In the clinic, people who AI predicts to be at highest risk of breast cancer could be screened more frequently to potentially catch cancers earlier, said Arasu. These high-risk individuals could also potentially be given preventative therapies, such as tamoxifen, which blocks estrogen in breast cells to decrease breast cancer risk.
As the study focused on a predominantly white, non-Hispanic population, further work is needed to establish how well the AI models might work for people of different races and ethnicities, said Arasu.
While "it is a very well conducted research study," another limitation is that it is unclear how the AI models may work for cancers of different severity, Adam Brentnall, a statistician who studies the prevention and early detection of cancer at Queen Mary University of London, told Live Science in an email.

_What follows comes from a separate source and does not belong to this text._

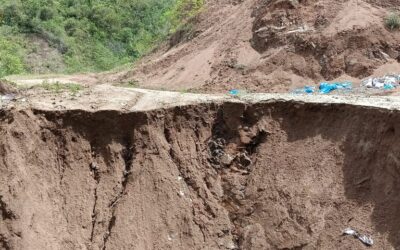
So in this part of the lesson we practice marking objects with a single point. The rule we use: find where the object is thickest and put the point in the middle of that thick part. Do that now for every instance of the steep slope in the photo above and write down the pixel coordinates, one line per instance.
(277, 175)
(274, 45)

For example, if the AI models are best at detecting small tumors that haven't yet spread, or metastasized, they may offer little benefit over standard risk models because the cancers' "prognosis and treatment would likely be the same," he said.
"On the other hand, if advanced cancers can be detected earlier by using the model to tailor screening or cancer prevention strategies, then clinical benefits might be large," said Brentnall.
"That's actually the focus of our next phase of research," said Arasu.
Scientists' current lack of understanding of how the AI models reach their conclusions could also make it hard to implement these systems in the clinic, since doctors may not be able to explain to patients how their risk is being assessed, said Brentnall.